Spring is really taking some time to get here. I was hiking at Seven Bridges Trail today and found very few wild flowers in bloom. I know they are coming though. Get ready for it! Trillium can be found in many of the park ravines if you look for them.
Villa Terrace Decorative Arts Museum has lovely grounds. It won't be long and there will be a sea of daffodils on the hillside behind the museum. If you want to see it for free, go on May 3 from 11-4, when the Milwaukee Museum Mile offers free admission to 5 museums- including two that are in parks- Villa Terrace and North Point Lighthouse. North Point Lighthouse is always a treat too, and you can get in for reduced admission on this date. $3 adults and $1 per child. Take the opportunity to climb the stairs into the tower and see the lake before leaves cover all the trees.
Boerner Botanical Gardens just opened officially last week. It's a treat to go there no matter what is blooming, but I especially enjoy the sea of tulips they have on display. Once these bloom, you can be sure there will be something to look at every week throughout summer. The garden cafe is open too, serving coffee, pastries, sandwiches, and salads from 10-2 daily. Be sure to watch their newsletter or events page for interesting things to see and do. This would be a great time to buy an annual pass so you can go back as often as you like. Remember that once you are a member, you can visit other botanic gardens, and the Domes at Mitchell Park for free.

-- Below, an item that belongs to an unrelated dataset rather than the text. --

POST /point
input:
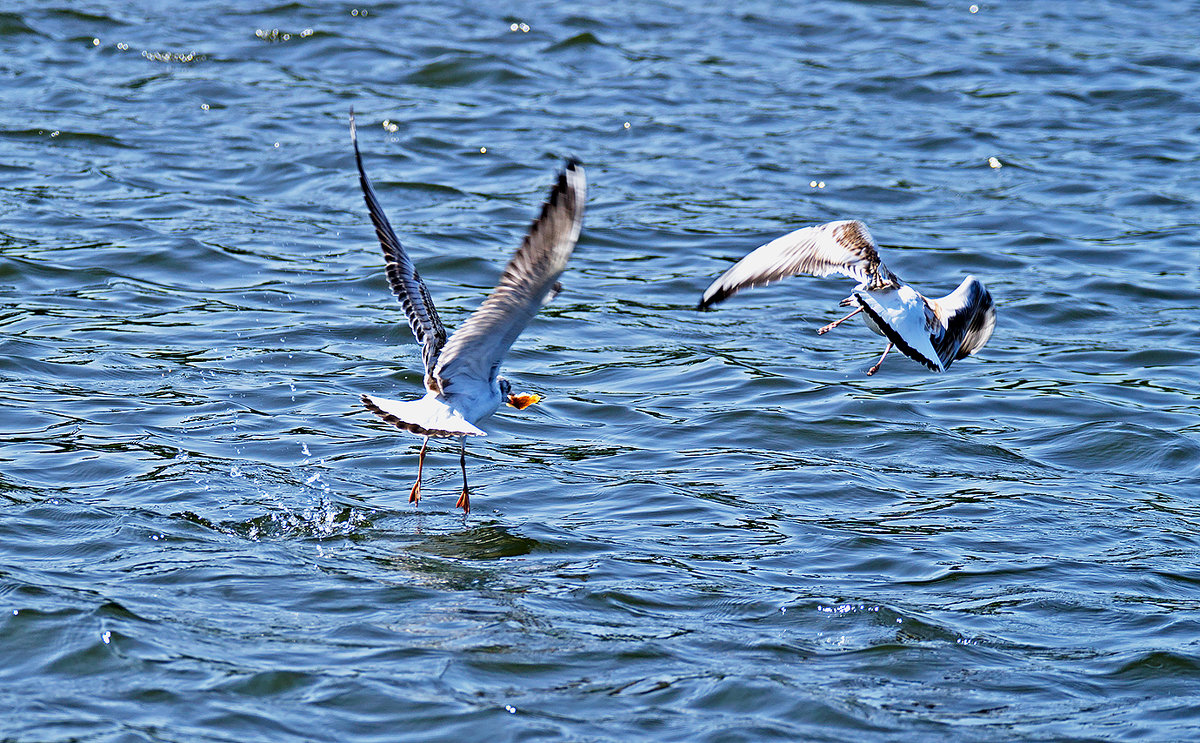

|Trillium at Estabrook near the Milwaukee River|
|Wild flowers in bloom at Grant Park's Seven Bridges Trail|
Shorewood Nature Preserve is a bit tricky to find because it's just a slice of land stuck in between houses, but if you venture down the narrow path to the lake, there will be a sea of blue flowers in the woods to welcome you. This is also a great place to see migrating birds, both in the trees and on the shoreline. 3600 Lake Drive. Look for the small wooden sign and pay attention to on-street parking regulations, because they vary by time of day and day of week.
|Shorewood Nature Preserve|
Call me crazy, but another beautiful setting I enjoy is Forest Home Cemetery. Long ago when cemeteries were first formed, they were considered parks. People would pack up the family and a lunch and spend the day there enjoying the outdoors while paying respects to dead family members. The landscaping here is very pretty. I was here last year when the irises were in bloom and really enjoyed the show. There are plenty of flowering shrubs as well. This is the burial place for many of the beer barons and famous people who started Milwaukee. Take a docent led walking tour if you want to learn more, or download the tour map from their website, or follow the Facebook page for tours.
If you want a more natural setting, check out the trails at Grant Park Seven Bridges Trail, Wehr Nature Center, Jackson Park, or Jacobus Park Nature trail. You'll likely find trillium, marsh marigold, trout lily, bluebells, and wild ginger. You don't really need to know plant names to enjoy the view. Jacobus park has interesting signage to help you learn more about what grows in the woods which makes it even better. Mangan Woods in Whitnall Park is a spot to see unusual red trillium. You can find more hiking trails at The Park People website.
|Seen at Wehr Nature Center trails|
|Jackson Park has these beauties|
I hope this has given you some ideas about where to see some pretty signs of spring. There are just a few flowers now so give it another week or two and you'll be sure to find something. Where's your favorite spot?